Reputation: 747
There is a very complex regular expression.
But I have a problem with it. The #
and ++
characters are removed if there are letters after them.
Question: How to add an exception to current regex for (C++ and C# tokens)?
I've used the next regex:
import re
text = 'Must-have skills: -.Net programming experience; -2 years experience in C++; C#/.Net, C++/.Net, C./.Net.'
text = re.sub(r'[!,.:;—](?= |$)', ' ', text)
print(re.sub(r'(?i)(?:(?!\.net\b|\b-\b)[^\w\s])+(?=[^\w\s]*\b)', ' ', text))

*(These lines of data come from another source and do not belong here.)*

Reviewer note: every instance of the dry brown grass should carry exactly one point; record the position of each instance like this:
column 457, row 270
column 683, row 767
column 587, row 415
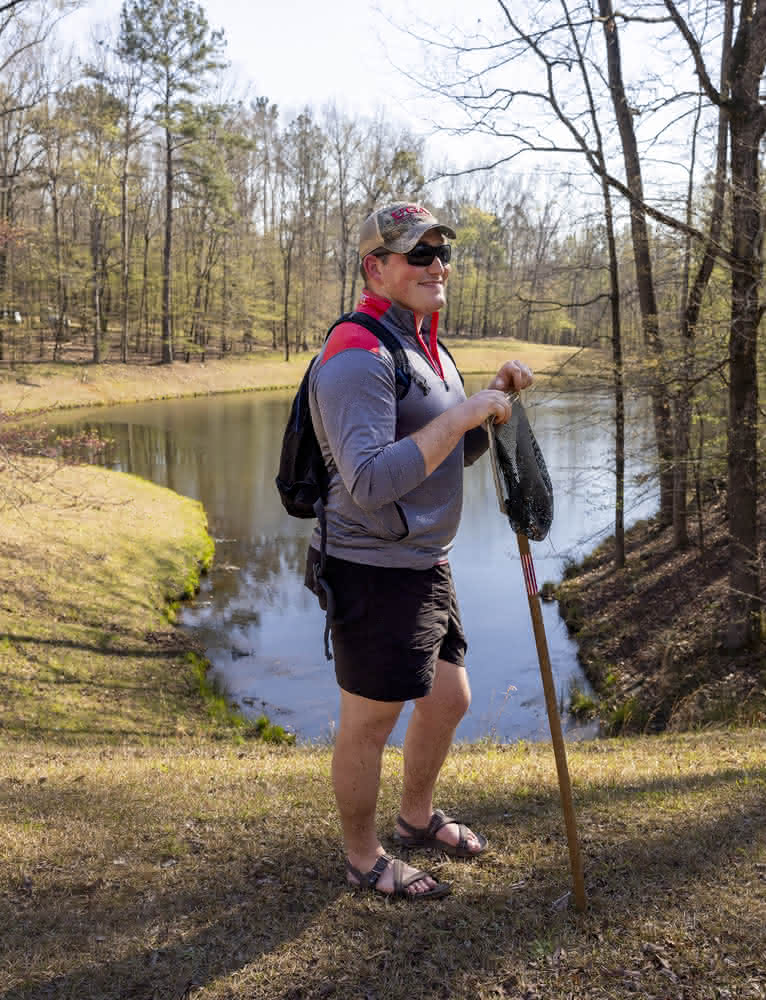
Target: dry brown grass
column 33, row 388
column 198, row 870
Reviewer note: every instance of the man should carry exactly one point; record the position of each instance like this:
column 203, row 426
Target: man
column 393, row 508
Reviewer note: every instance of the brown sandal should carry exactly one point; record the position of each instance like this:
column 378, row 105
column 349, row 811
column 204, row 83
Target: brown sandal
column 369, row 880
column 425, row 836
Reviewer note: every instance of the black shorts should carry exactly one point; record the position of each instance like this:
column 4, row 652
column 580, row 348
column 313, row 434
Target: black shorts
column 390, row 626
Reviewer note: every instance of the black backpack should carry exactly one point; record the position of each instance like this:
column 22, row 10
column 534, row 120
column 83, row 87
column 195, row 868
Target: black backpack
column 302, row 480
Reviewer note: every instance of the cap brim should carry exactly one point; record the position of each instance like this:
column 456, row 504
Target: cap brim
column 405, row 243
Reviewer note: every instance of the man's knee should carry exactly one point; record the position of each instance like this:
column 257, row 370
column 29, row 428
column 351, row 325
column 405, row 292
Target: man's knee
column 450, row 697
column 365, row 721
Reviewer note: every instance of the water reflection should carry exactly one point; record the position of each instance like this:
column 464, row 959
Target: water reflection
column 263, row 630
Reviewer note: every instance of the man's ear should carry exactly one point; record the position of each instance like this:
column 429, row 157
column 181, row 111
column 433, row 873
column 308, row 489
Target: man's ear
column 372, row 266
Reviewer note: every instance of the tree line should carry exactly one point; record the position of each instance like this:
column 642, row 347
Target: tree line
column 145, row 214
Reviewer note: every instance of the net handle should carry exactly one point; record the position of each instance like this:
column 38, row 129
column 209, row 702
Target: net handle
column 502, row 496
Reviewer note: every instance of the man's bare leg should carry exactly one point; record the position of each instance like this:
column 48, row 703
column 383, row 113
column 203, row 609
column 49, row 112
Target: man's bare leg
column 365, row 725
column 426, row 744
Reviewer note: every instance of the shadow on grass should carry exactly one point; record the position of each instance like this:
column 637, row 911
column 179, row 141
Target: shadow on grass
column 272, row 913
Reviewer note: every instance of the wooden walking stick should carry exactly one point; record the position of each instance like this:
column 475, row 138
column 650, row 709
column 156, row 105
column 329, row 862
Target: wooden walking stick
column 549, row 689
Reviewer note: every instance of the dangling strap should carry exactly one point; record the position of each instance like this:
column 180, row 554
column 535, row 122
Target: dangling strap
column 319, row 575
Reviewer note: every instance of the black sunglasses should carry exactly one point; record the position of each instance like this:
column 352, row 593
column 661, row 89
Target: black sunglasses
column 422, row 254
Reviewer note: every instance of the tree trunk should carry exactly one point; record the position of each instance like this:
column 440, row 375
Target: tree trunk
column 747, row 227
column 643, row 262
column 167, row 254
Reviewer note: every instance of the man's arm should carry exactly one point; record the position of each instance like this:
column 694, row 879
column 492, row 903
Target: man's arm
column 438, row 438
column 442, row 435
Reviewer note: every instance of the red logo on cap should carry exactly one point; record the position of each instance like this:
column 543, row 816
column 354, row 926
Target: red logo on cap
column 400, row 213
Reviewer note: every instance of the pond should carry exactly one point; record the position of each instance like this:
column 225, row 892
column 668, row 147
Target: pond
column 262, row 630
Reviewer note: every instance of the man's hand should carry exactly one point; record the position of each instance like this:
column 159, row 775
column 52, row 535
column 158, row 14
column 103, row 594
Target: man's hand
column 512, row 377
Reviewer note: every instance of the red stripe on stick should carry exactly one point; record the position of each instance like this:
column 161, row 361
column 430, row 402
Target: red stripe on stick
column 529, row 573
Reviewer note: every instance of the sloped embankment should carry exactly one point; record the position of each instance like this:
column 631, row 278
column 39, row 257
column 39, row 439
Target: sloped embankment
column 651, row 636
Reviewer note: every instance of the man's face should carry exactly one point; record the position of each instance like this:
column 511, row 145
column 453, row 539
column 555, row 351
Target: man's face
column 421, row 289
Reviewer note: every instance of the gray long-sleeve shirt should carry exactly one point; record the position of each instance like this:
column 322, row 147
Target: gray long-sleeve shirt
column 382, row 509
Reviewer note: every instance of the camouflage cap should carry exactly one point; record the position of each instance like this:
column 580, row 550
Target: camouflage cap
column 398, row 228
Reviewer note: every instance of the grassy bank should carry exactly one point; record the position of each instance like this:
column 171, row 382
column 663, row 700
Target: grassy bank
column 91, row 563
column 150, row 848
column 36, row 387
column 198, row 869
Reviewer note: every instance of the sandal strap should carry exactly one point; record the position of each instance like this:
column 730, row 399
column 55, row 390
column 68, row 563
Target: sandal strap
column 402, row 883
column 368, row 880
column 412, row 831
column 437, row 821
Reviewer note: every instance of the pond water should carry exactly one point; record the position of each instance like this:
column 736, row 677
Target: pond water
column 262, row 630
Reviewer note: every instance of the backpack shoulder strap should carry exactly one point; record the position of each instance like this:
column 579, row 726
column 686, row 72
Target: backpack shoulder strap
column 403, row 372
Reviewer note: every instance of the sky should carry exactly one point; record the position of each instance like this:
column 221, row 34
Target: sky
column 301, row 52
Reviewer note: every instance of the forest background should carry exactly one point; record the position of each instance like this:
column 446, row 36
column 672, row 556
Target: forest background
column 152, row 210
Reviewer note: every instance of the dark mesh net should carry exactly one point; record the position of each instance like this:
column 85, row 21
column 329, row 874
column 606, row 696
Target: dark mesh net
column 523, row 485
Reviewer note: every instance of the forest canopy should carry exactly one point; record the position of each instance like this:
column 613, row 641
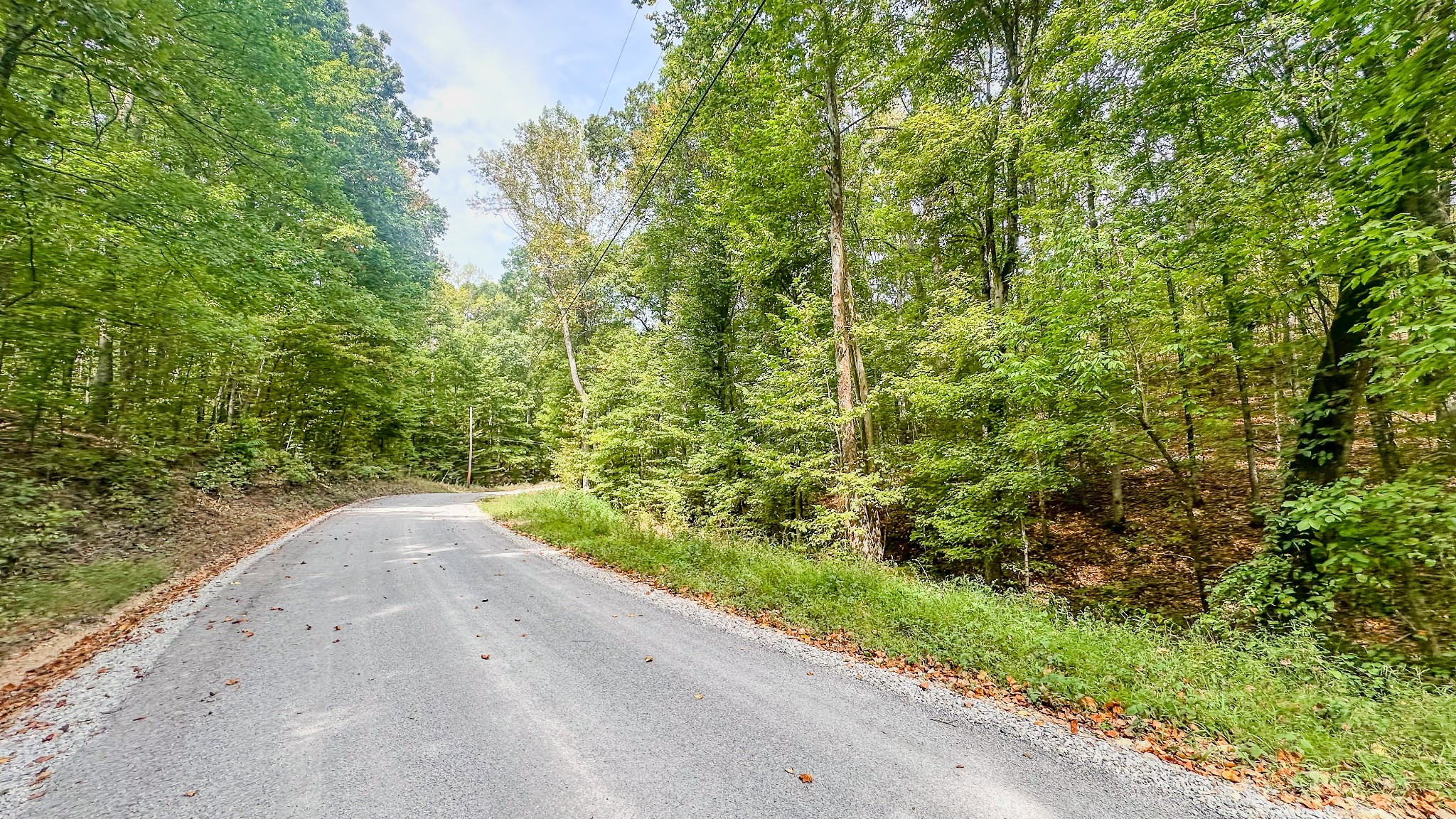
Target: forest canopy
column 961, row 283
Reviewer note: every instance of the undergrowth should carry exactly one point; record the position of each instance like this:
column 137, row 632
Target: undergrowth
column 1366, row 726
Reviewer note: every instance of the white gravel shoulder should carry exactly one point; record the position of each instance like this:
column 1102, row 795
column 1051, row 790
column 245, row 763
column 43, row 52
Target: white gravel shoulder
column 65, row 717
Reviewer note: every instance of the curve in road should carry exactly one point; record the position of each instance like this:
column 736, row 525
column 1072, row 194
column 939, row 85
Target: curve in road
column 343, row 672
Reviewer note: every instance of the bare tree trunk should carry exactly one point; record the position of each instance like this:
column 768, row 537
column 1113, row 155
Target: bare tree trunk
column 1117, row 516
column 1385, row 441
column 1186, row 394
column 102, row 379
column 852, row 387
column 1236, row 343
column 582, row 392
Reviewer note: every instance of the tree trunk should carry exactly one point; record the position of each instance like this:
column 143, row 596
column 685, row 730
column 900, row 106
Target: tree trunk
column 582, row 392
column 1190, row 437
column 102, row 379
column 1236, row 343
column 1328, row 417
column 864, row 534
column 1117, row 518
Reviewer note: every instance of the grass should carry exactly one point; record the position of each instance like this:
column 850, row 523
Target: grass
column 79, row 591
column 1366, row 729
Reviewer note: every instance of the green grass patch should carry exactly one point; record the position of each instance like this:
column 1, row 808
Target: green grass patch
column 79, row 591
column 1369, row 727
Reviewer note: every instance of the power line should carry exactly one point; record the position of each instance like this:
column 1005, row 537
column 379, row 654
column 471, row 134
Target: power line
column 669, row 152
column 623, row 50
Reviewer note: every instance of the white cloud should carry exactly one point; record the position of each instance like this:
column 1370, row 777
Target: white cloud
column 476, row 69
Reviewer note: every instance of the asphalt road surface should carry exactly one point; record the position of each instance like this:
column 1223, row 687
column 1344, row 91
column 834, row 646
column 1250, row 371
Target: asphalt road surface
column 340, row 674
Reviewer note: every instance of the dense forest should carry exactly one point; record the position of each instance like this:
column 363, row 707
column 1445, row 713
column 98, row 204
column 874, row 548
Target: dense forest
column 954, row 283
column 1011, row 290
column 218, row 264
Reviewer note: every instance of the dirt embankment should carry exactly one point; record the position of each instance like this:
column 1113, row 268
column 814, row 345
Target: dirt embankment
column 201, row 537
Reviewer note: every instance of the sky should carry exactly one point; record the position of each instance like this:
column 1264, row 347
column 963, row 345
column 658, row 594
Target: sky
column 479, row 68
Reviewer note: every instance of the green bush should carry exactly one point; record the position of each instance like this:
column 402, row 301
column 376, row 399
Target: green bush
column 239, row 459
column 31, row 522
column 1381, row 551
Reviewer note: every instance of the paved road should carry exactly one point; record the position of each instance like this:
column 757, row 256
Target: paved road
column 361, row 692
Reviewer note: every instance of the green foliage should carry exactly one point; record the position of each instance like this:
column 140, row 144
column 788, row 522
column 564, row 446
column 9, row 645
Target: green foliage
column 80, row 591
column 1260, row 692
column 1382, row 550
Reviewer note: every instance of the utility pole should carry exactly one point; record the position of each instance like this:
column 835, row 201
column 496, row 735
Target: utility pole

And I've had the next result:
'Must-have skills .Net programming experience 2 years experience in C++ C .Net C .Net C .Net '
Desired result:
'Must-have skills .Net programming experience 2 years experience in C++ C# .Net C++ .Net C .Net '
Current regex details
(?i)
- case insensitive mode on(?:(?!\.net\b|\b-\b)[^\w\s])+
- any punctuation char ([^\w\s]
), 1 or more occurrences, as many as possible, that does not start any of the sequences:
\.net\b
- .net
as whole word|
- or \b-\b
- a hyphen enclosed with word chars(?=[^\w\s]*\b)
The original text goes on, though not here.